Reverse ETL: Database to Events

Merge database records into your event pipeline with synthetic events — your way, with YAML.

What is Reverse ETL?

Reverse ETL connects your database systems to your CDP, transforming database records into event-like streams that complement your real-time event capture.

Whether you're working with orders from your MySQL database, users from your Postgres system, or product catalogs from your SQL Server — Growcado lets you map these to CDP events with simple YAML configuration.

🔄 Why it matters

  • Unlock historical data that existed before your tracking implementation

  • Enrich your customer profiles with data from systems that don't generate events

  • Maintain consistency across all customer touchpoints and systems

  • Stitch together fragmented identities by connecting database records to known users

No engineers or complex ETL pipelines needed.

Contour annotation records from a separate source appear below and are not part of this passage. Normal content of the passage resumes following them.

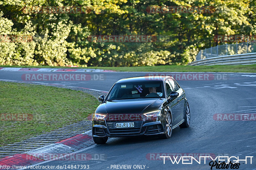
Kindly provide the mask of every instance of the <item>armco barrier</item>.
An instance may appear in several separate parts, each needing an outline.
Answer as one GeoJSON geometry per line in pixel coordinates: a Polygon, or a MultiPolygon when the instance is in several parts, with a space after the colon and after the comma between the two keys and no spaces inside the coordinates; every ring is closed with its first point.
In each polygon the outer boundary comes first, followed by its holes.
{"type": "Polygon", "coordinates": [[[256,53],[224,55],[190,63],[188,65],[237,65],[256,64],[256,53]]]}

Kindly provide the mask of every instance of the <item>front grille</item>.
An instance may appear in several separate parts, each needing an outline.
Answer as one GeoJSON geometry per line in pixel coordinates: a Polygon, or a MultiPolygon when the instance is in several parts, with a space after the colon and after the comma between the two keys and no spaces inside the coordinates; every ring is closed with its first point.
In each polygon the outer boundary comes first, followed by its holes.
{"type": "Polygon", "coordinates": [[[106,121],[107,125],[110,134],[136,133],[139,133],[140,131],[142,122],[142,121],[133,121],[134,122],[134,128],[115,128],[114,127],[113,123],[120,123],[120,122],[106,121]]]}
{"type": "Polygon", "coordinates": [[[94,134],[98,136],[104,136],[104,132],[102,128],[94,128],[94,134]]]}

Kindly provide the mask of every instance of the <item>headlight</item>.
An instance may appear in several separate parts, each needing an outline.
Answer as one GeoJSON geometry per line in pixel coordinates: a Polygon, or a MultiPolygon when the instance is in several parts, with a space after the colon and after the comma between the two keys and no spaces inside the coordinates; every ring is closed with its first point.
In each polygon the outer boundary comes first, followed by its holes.
{"type": "Polygon", "coordinates": [[[162,115],[161,113],[161,110],[156,110],[156,111],[153,111],[147,113],[143,114],[145,116],[147,117],[151,117],[152,118],[156,117],[159,116],[161,116],[162,115]]]}
{"type": "Polygon", "coordinates": [[[104,118],[107,116],[107,115],[103,115],[103,114],[99,114],[98,113],[94,113],[93,114],[93,118],[94,120],[98,121],[104,121],[104,118]]]}

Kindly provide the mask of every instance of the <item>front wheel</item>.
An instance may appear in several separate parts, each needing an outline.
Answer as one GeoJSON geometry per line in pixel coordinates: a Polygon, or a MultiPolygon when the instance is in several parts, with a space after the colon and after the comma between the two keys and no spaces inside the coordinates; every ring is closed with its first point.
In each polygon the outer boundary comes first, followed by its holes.
{"type": "Polygon", "coordinates": [[[97,144],[104,144],[106,143],[108,137],[92,137],[93,141],[97,144]]]}
{"type": "Polygon", "coordinates": [[[180,125],[181,128],[188,128],[190,124],[190,110],[188,104],[187,104],[186,106],[186,115],[185,116],[185,121],[184,122],[180,125]]]}
{"type": "Polygon", "coordinates": [[[165,123],[165,133],[159,137],[161,139],[170,138],[172,133],[172,117],[170,113],[168,113],[166,115],[165,123]]]}

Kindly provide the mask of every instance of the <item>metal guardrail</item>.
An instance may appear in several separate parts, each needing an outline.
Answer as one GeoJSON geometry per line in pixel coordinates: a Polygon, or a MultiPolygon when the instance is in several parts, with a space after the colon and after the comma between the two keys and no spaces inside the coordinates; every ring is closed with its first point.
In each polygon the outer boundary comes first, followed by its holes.
{"type": "Polygon", "coordinates": [[[199,60],[188,65],[236,65],[256,64],[256,53],[224,55],[199,60]]]}

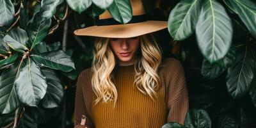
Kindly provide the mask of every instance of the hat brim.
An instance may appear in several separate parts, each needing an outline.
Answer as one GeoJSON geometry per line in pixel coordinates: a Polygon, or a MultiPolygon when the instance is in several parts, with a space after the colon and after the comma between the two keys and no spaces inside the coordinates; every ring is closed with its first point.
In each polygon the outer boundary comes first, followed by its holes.
{"type": "Polygon", "coordinates": [[[166,21],[148,20],[133,24],[93,26],[77,29],[74,33],[78,36],[124,38],[153,33],[166,28],[166,21]]]}

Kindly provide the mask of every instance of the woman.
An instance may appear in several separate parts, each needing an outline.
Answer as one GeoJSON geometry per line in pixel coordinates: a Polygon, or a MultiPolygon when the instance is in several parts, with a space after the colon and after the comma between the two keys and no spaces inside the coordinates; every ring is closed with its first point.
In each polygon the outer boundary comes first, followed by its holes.
{"type": "Polygon", "coordinates": [[[152,32],[166,22],[147,21],[141,1],[131,0],[133,17],[116,24],[108,12],[95,26],[75,31],[97,36],[92,67],[77,83],[76,127],[161,127],[184,124],[188,91],[181,64],[162,59],[152,32]],[[86,118],[86,122],[85,122],[86,118]]]}

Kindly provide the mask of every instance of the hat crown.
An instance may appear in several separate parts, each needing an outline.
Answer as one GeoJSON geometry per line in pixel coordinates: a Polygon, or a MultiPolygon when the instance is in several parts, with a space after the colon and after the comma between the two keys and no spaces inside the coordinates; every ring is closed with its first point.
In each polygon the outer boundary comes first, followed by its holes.
{"type": "MultiPolygon", "coordinates": [[[[114,1],[115,2],[115,1],[114,1]]],[[[143,4],[141,0],[130,0],[132,10],[132,15],[141,15],[145,14],[143,4]]],[[[109,12],[106,10],[99,16],[99,19],[113,18],[109,12]]]]}

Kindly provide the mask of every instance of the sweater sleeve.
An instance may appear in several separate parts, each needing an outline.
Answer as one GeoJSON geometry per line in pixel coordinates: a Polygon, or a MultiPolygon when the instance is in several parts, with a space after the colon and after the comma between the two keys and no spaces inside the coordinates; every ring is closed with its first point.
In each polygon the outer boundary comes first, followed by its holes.
{"type": "Polygon", "coordinates": [[[86,86],[85,84],[87,83],[88,79],[86,79],[86,72],[82,72],[77,79],[76,84],[76,100],[75,100],[75,110],[74,110],[74,124],[75,128],[89,128],[91,127],[90,124],[92,120],[90,120],[90,116],[86,111],[86,96],[84,94],[84,88],[86,86]],[[80,125],[82,115],[84,115],[86,117],[86,122],[85,125],[80,125]]]}
{"type": "Polygon", "coordinates": [[[168,63],[167,76],[170,77],[168,88],[167,122],[175,122],[184,124],[188,111],[188,95],[186,85],[184,72],[181,63],[175,59],[168,63]]]}

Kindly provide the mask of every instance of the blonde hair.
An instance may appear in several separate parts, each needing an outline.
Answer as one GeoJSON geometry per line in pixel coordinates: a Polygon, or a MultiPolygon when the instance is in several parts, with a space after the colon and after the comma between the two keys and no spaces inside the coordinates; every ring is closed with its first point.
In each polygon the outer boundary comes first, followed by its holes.
{"type": "MultiPolygon", "coordinates": [[[[113,71],[116,60],[109,44],[109,38],[98,38],[95,42],[92,63],[92,88],[99,102],[114,100],[115,104],[118,93],[114,84],[113,71]]],[[[157,69],[161,63],[161,50],[152,35],[140,36],[141,54],[134,61],[135,81],[134,84],[143,93],[152,99],[156,97],[156,90],[160,85],[157,69]]]]}

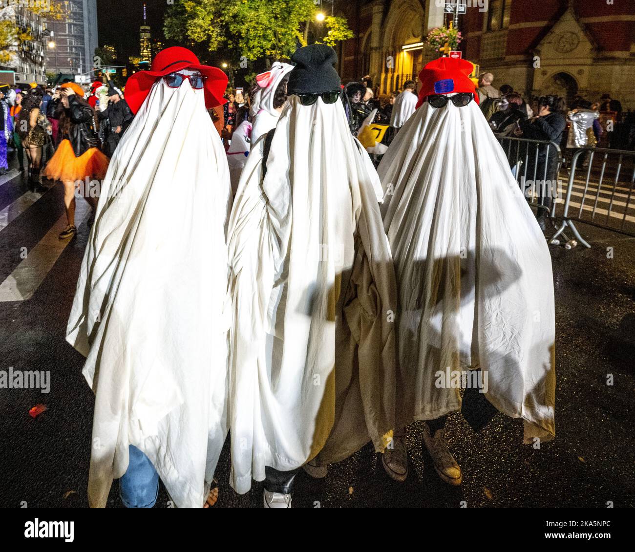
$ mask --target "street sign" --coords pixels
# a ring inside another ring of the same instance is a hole
[[[467,4],[460,2],[460,0],[445,0],[445,6],[444,6],[443,11],[446,13],[456,13],[457,2],[460,3],[458,4],[458,13],[467,13]]]

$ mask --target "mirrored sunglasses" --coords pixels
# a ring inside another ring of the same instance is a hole
[[[183,84],[185,79],[189,79],[190,86],[197,90],[201,90],[204,84],[207,77],[200,73],[193,75],[184,75],[183,73],[170,73],[163,77],[165,83],[171,88],[178,88]]]

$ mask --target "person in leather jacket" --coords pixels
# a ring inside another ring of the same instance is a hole
[[[107,137],[104,144],[104,153],[112,157],[121,135],[130,124],[134,116],[130,108],[119,95],[119,91],[112,84],[108,88],[108,107],[97,114],[100,121],[108,119]],[[102,124],[100,123],[100,124]]]
[[[108,158],[99,151],[99,140],[93,127],[93,111],[83,98],[84,91],[74,83],[62,86],[62,92],[57,110],[59,116],[58,139],[60,144],[44,170],[46,178],[62,180],[64,185],[64,205],[68,226],[60,239],[72,238],[75,226],[75,189],[94,210],[97,207],[98,187],[93,179],[102,180],[108,168]]]

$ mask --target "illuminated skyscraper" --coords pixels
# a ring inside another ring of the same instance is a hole
[[[150,63],[152,61],[152,48],[150,46],[150,27],[146,24],[145,4],[144,4],[144,24],[140,27],[140,43],[141,61]]]

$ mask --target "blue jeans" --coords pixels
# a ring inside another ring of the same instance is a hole
[[[119,480],[119,496],[126,508],[151,508],[159,494],[159,474],[136,447],[128,447],[130,462]]]

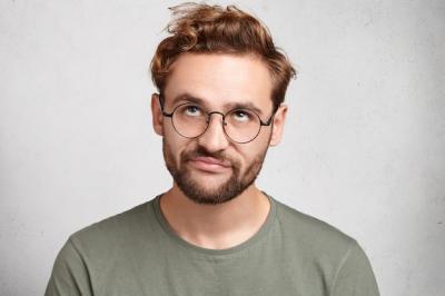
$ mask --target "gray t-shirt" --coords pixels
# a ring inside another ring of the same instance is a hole
[[[379,295],[355,239],[269,200],[267,219],[253,237],[207,249],[172,230],[158,196],[71,235],[46,295]]]

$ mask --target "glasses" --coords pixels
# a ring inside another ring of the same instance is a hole
[[[175,107],[171,114],[164,110],[162,96],[159,95],[159,103],[165,117],[171,118],[172,126],[180,136],[198,138],[202,136],[209,124],[211,115],[222,116],[222,129],[227,138],[237,144],[247,144],[255,140],[263,126],[270,126],[276,112],[264,122],[258,114],[250,109],[233,109],[226,114],[218,111],[207,112],[195,102],[185,102]]]

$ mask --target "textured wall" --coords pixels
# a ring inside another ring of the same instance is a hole
[[[41,295],[72,231],[171,185],[147,68],[174,3],[0,1],[1,295]],[[382,295],[443,295],[445,2],[235,3],[299,70],[260,187],[355,237]]]

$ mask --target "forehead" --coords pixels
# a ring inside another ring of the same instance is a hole
[[[255,56],[182,53],[171,67],[164,95],[167,105],[189,95],[211,108],[249,103],[267,114],[273,108],[271,88],[266,63]]]

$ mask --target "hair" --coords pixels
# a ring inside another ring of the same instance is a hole
[[[296,70],[286,55],[275,47],[266,26],[235,6],[222,8],[204,3],[184,3],[169,8],[172,20],[151,60],[151,78],[164,92],[172,63],[181,53],[254,55],[268,67],[273,79],[271,100],[275,109],[285,100],[290,78]]]

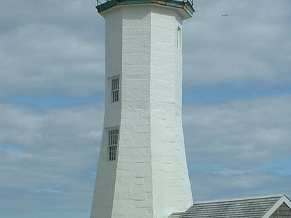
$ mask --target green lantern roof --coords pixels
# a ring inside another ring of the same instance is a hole
[[[195,12],[193,0],[97,0],[97,10],[101,13],[116,6],[152,3],[184,10],[191,17]]]

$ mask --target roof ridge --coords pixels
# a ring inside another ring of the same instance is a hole
[[[232,199],[218,199],[218,200],[210,200],[210,201],[194,201],[194,204],[200,204],[200,203],[222,203],[222,202],[229,202],[229,201],[246,201],[246,200],[255,200],[255,199],[270,199],[275,197],[282,197],[283,196],[286,197],[285,194],[269,194],[269,195],[263,195],[263,196],[255,196],[255,197],[242,197],[242,198],[232,198]]]

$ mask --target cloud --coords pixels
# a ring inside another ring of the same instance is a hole
[[[88,209],[93,194],[103,105],[35,111],[0,104],[1,210]],[[7,192],[9,190],[9,192]],[[30,199],[28,199],[31,197]],[[80,205],[84,199],[87,202]],[[41,199],[44,199],[40,200]],[[26,203],[21,201],[28,201]],[[39,203],[40,201],[41,203]],[[58,202],[62,201],[61,206]]]
[[[194,199],[290,193],[291,97],[186,105]]]
[[[196,1],[193,19],[185,22],[186,87],[290,84],[289,2],[225,2]]]
[[[290,96],[186,105],[189,156],[253,166],[271,157],[291,155],[290,107]]]
[[[87,1],[30,1],[21,6],[4,1],[0,6],[13,7],[1,15],[9,30],[0,35],[0,97],[103,92],[104,35],[91,26],[101,28],[103,22],[95,12],[88,13]],[[94,10],[94,5],[89,8]]]

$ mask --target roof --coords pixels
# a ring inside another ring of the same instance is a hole
[[[97,0],[97,10],[99,13],[117,6],[155,4],[175,8],[181,12],[183,19],[192,17],[195,12],[193,0]]]
[[[283,203],[291,208],[284,194],[197,202],[185,212],[173,213],[169,218],[267,218]]]

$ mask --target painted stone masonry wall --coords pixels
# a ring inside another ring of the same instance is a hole
[[[106,21],[106,104],[91,218],[166,218],[193,203],[182,123],[182,19],[151,4]],[[111,79],[121,98],[111,100]],[[118,129],[116,159],[108,131]]]

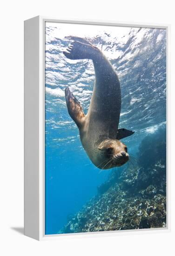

Just clean YAML and your database connection.

Config: Defining Synthetic Event Sources

In your YAML config, you'll define which database tables should be mapped to events, how to identify users, and what properties to include.

Here's an example:

synthetic_event_mappings:
  orders_to_completed_events:
    enabled: true
    source:
      schema: publuc
      table: store_mysql__order
      primary_key: order_id
      timestamp_field: order_cdt
    event:
      type: OrderCompleted
    condition: "order_status > 0"
    identity:
      user_id: user_id_fk
    traits:
      mobile_number: mobile

🛠️ How it works:

  • Source: Tell Growcado where to find your data (schema, table, keys)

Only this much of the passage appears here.